You'll use the doSpellingSuggestion method to create the same signature functionality found on the Google home search page. When you perform a search, Google lists a possible spelling correction suggestion i at the top of the page so that if a user misspells a key search term, the search engine will offer the correct spelling of the term. The doSpellingSuggestion accepts a word or phrase containing up to 10 individual words and 2048 bytes and it returns a text string with the suggested spelling term.
The doGoogleSearch method is the heart and soul of the Google Web service API. It performs the actual search functionality based on supplied search criteria. Table 1 lists the possible arguments that you can pass to the doGoogleSearch method. The key argument is the license key that Google issued. You must include it in any search requests made to the Google Web service. The q argument is the term that you want Google to search.
In my example project for this article I've incorporated the Google Web service into an ASP.NET page and my application consumes the Google Web service directly in the code behind page. To call the Google Web service, my application first creates an instance of the GoogleSearchService object as shown in this code snippet:
// Declare a new instance of the Google Search
// Service object.
Google.GoogleSearchService googleSearchService =
new Google.GoogleSearchService();
This code creates an instance of the GoogleSearchService using an identifier called googleSearchService. Next the application submits a search to the Web service by calling the doGoogleSearch, it pass the appropriate arguments, and then stores the results into a new instance of the GoogleSearchResult object. The snippet below illustrates the call to the doGoogleSearch function member.
// Declare a new instance of the Google Search
// Result object to hold the results of the query.
Google.GoogleSearchResult googleSearchResult =
googleSearchService.doGoogleSearch(_
"Oy5qm/bQFHJjWHJQjmyhFhLUidsqssF8", _
txtSearchCriteria.Text.ToString(),
startRange,_
numberResults,_
false,"",true,"","","");
In this code snippet, I create a new instance of the GoogleSearchResult object using an identifier of googleSearchResult. GoogleSearchResult will hold a collection of search results returned by the GoogleSearchService.doGoogleSearch function member. The snippet above also illustrates the call made to the doGoogleSearch function member with the appropriate arguments. You can see the license key as the first argument. My application pulls the query terms from a textbox named txtSearchCriteria on the ASP.NET page. It passes a variable named startRange as the starting row number to be returned by the search, and it passes a variable named numberResults as the number of results for the search to return.
As a convenience to the user, you can display the total number of results found as well as many other attributes of the search. The snippet below illustrates acquiring the estimated total number of results found by the search.
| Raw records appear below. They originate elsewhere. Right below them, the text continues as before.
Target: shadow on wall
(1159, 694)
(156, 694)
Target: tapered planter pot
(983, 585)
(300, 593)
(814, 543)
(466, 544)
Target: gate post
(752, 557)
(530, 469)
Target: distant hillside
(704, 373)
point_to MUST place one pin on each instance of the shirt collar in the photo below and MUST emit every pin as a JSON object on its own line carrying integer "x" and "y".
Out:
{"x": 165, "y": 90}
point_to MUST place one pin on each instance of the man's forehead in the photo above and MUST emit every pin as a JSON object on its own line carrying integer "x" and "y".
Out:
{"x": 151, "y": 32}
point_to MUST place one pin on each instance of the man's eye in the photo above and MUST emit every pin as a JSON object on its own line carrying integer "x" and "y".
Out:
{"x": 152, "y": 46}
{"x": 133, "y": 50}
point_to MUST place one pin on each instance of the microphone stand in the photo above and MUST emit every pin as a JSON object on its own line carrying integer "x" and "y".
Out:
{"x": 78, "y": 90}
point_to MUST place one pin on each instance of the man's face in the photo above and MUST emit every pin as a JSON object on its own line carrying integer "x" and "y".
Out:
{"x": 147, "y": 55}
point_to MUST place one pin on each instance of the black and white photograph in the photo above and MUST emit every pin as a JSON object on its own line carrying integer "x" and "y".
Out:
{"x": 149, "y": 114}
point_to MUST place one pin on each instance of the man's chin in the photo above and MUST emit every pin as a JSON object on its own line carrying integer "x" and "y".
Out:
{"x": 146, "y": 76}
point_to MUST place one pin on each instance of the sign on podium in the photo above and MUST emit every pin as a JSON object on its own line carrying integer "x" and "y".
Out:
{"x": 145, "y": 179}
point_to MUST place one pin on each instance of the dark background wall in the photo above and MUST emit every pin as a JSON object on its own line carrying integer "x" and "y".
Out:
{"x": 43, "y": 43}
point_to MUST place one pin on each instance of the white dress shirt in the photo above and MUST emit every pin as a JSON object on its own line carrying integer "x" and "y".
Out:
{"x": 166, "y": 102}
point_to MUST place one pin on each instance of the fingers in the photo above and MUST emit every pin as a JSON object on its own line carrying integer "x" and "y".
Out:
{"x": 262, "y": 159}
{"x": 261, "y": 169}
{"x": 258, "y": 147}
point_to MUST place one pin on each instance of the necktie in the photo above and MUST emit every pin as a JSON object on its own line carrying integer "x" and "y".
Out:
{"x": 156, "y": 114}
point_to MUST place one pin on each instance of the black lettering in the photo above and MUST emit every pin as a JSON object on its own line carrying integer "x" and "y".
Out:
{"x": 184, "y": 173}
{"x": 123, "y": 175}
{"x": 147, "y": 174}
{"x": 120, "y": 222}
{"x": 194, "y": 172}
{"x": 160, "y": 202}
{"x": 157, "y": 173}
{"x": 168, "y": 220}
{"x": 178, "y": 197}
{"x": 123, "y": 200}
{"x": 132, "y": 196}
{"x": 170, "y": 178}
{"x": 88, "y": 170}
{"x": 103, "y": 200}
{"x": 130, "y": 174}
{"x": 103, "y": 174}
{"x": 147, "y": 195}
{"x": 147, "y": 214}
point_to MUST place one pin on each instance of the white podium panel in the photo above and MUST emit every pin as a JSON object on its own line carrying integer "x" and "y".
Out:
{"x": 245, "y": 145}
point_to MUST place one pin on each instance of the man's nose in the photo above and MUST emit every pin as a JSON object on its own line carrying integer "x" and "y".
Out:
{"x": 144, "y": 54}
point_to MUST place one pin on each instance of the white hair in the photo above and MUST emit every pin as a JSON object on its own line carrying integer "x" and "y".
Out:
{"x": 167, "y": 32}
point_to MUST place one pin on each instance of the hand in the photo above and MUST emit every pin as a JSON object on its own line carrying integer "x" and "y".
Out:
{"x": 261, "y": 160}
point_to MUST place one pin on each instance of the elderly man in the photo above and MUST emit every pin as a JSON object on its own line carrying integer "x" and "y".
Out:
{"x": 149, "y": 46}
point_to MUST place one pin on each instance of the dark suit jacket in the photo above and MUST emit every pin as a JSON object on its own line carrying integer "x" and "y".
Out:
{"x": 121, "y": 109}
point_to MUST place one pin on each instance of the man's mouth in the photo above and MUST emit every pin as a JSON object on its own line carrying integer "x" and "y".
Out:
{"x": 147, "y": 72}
// Nab the number of matches for the search.
int estimatedCount =
googleSearchResult.estimatedTotalResultsCount;
Earlier I mentioned that with your developer license, you can return a maximum of 10 results per search. If you want to combine the total number of results found with the arguments of the doGoogleSearch function member, the 10 results returned by a search do not have to be the first 10 results found. Your search could return the second 10 results or 5 results starting with the 30th result found. In fact, you could return more than 10 results for a single query term as long as your application performs multiple searches using the same query term. For instance, if a user submitted a query term that resulted in 48 matches, the first search could pull up 10 results from 0 to 9 (keep in mind that the result count is zero based). If the user chose to see results 10 through 19, your application could perform a second search using the same query term but requesting results 10 through 19.
The final piece of the puzzle is to display the results that were found by the search. A lot of developers who use the Google Web Service will return the results using one of the databound list controls such as a DataList control. My example project manually creates a DataTable, iterates through the collection of search results, and then populates the DataTable. In the snippet below I called the collection of search results resultElements. The snippet below shows the code that performs this step. You can download the full source code for the example project. Figure 4 shows the output from the example project.
// Build a table based on the results of the
// query.
dtResults.Columns.Add(new
DataColumn("Title",typeof(string)));
dtResults.Columns.Add(new
DataColumn("Summary",typeof(string)));
dtResults.Columns.Add(new
DataColumn("URL",typeof(string)));
// Iterate through the results collection and
// build a row for each result.
for (int resultCounter = 0; resultCounter <
numberResults;resultCounter++)
{
drResult = dtResults.NewRow();
drResult["Title"] =
googleSearchResult.resultElements[resultCounter].title;
drResult["Summary"] =
googleSearchResult.resultElements[resultCounter].snippet;
drResult["URL"] =
googleSearchResult.resultElements[resultCounter].URL;
dtResults.Rows.Add(drResult);
}
// Bind the datagrid.
dlResults.DataSource = dtResults;
dlResults.DataBind();
pnlResults.Visible = true;
In addition to the functionality shown above, the example project includes simplistic code that displays next and previous paging links at the bottom of the page. This lets the user navigate back and forth between the first five results and the second five results of the first ten results.
Just the Tip of the Iceberg
Hopefully this article has opened your eyes to the possibilities available for performing powerful Web searches using the Google Web service. The example project illustrates the basics of a straightforward search solution. However, the possibilities are quite broad. You could easily wrap up the entire search capabilities illustrated here into a Web User Control and use it in a small section of a page. You could perform searches using virtually any control event on an ASP.NET page including clicking linkbuttons and making a selection from a listbox.
Table 1. The arguments required by the doGoogleSearch function member.
Name | Description |
---|---|
key | Provided by Google, you must use this license key to access the Google service. Google uses the key for authentication and logging. |
q | The query term that Google should search for. |
start | Zero-based index of the first desired result. |
maxResults | Number of results desired per query. The maximum value per query is 10. Note: If you do a query that doesn't have many matches, the actual number of results you get may be smaller than what you request. |
filter | Activates or deactivates automatic results filtering, which hides very similar results and results that all come from the same Web host. Filtering tends to improve the end user experience on Google, but for your application you may prefer to turn it off. |
restricts | Restricts the search to a subset of the Google Web index, such as a country like "Ukraine" or a topic like "Linux." |
safeSearch | A Boolean value that enables filtering of adult content in the search results. |
lr | Language Restrict: Restricts the search to documents within one or more languages. |
ie | Input Encoding: This parameter has been deprecated and is ignored. All requests to the APIs should be made with UTF-8 encoding. |
oe | Output Encoding: This parameter has been deprecated and is ignored. All requests to the APIs should be made with UTF-8 encoding. |